Since the beginning of the year, hundreds of dolphins have washed ashore dead on Peru's beaches, according to officials there, who said that more than 400 dead dolphins have been found this year.
About 220 dead dolphins were found in the last week of January and at least 200 more were found in the preceding three weeks, according to The Associated Press, which cited the Peruvian Sea Institute, also known as Imarpe.
The dolphins were found in the Lambayeque region on the northern coast, not far from the border with Ecuador.

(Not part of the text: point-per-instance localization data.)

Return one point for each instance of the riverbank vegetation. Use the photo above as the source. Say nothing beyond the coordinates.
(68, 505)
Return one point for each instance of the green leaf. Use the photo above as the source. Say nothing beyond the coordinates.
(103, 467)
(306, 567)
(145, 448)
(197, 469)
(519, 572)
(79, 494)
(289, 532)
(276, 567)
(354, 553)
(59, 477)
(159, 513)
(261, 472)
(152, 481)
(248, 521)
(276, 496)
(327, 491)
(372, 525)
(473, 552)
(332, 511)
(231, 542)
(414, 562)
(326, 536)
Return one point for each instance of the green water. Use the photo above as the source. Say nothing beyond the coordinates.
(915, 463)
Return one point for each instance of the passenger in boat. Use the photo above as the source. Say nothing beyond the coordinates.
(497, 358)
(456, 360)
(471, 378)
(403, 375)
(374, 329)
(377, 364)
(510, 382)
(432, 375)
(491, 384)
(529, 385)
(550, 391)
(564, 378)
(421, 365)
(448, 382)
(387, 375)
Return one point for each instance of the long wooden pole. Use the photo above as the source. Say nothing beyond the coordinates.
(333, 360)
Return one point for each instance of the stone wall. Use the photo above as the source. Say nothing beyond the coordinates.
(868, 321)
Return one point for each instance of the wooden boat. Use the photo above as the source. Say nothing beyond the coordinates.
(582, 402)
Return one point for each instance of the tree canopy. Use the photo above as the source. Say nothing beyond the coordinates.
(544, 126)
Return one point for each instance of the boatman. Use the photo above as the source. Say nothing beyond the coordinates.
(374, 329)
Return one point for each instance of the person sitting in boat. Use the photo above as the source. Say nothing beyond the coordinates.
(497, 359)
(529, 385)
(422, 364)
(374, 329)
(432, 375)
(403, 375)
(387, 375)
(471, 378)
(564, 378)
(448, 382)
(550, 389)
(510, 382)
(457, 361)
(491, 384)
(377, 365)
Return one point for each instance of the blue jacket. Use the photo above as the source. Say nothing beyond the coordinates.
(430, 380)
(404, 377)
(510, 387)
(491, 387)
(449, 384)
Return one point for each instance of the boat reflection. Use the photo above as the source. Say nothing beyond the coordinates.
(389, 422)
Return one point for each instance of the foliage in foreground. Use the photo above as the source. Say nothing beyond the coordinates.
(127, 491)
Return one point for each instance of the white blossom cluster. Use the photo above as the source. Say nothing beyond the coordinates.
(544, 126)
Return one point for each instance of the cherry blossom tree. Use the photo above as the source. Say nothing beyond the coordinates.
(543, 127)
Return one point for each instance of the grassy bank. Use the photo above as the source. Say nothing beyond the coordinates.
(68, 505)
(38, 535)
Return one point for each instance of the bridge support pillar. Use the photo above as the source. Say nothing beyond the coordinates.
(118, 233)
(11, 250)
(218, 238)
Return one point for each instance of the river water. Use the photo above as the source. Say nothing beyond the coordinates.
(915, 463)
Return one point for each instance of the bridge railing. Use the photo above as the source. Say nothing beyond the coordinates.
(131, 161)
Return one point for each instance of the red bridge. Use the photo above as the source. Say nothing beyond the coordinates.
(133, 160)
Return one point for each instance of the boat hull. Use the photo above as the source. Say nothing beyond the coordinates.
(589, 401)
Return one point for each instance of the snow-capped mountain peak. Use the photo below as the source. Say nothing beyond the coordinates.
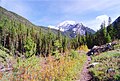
(66, 25)
(72, 28)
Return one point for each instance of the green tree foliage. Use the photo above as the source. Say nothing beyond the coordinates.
(30, 47)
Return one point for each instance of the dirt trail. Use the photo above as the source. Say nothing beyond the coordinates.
(84, 75)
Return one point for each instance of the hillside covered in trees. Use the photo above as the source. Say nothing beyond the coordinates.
(44, 54)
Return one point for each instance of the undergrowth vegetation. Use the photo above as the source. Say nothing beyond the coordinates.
(66, 68)
(108, 68)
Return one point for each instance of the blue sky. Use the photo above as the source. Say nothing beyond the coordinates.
(52, 12)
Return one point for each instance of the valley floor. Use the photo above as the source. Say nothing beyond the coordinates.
(84, 75)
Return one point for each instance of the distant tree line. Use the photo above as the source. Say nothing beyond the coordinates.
(29, 40)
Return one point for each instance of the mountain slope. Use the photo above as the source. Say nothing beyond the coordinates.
(71, 28)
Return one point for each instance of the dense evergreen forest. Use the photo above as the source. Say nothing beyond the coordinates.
(22, 37)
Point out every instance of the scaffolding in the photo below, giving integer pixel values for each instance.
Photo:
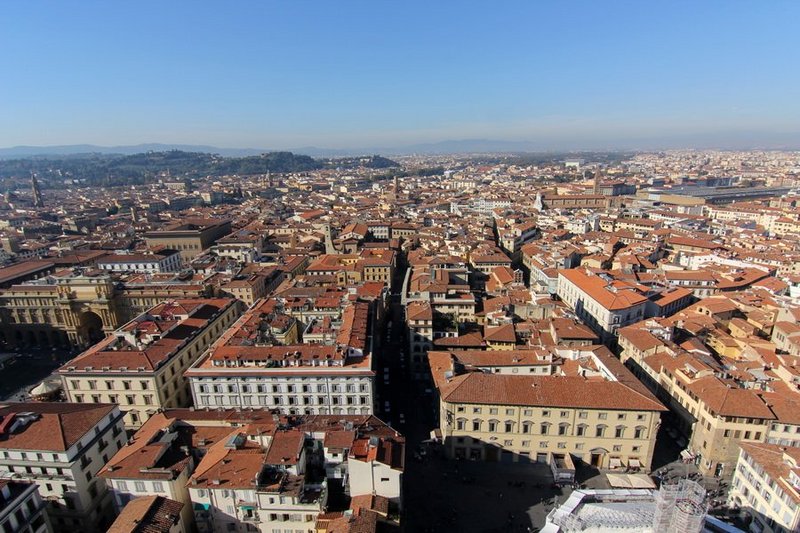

The mass of dolphins deaths occurred along the same stretch of beach as a 2012 mass dolphin death where more than 870 of the animals were found dead. Autopsies of the dead dolphins from the 2012 event were inconclusive, the AP reported, noting that the cause of death could have been anything from seismic testing, to poisoning from biotoxins in the sea to an unknown.
Additionally, more than 1,500 birds, mostly brown pelicans and boobies, died between February and May 2012 in Peru. Officials said there was no link between the bird deaths and the dolphin deaths, according to The New York Times.
"It is odd indeed," Gabriel Quijandría, Peru's deputy environment minister, told the Times. "But they are not related."
A report by Fox News Latino said that tissue samples taken from the dolphins that dies in the recent episode revealed that they did not die from poisoning or from the effects of "extractive activities" in the region.
Autopsies currently underway will focus on the dolphins' lungs, kidneys and livers, the AP reported, adding that it will take two weeks for results to come in.
Jaime de la Cruz, the head of Imarpe's Lambayeque office, speculated that the dolphins could have died from ingesting toxic algae, Fox reported, citing a local newspaper.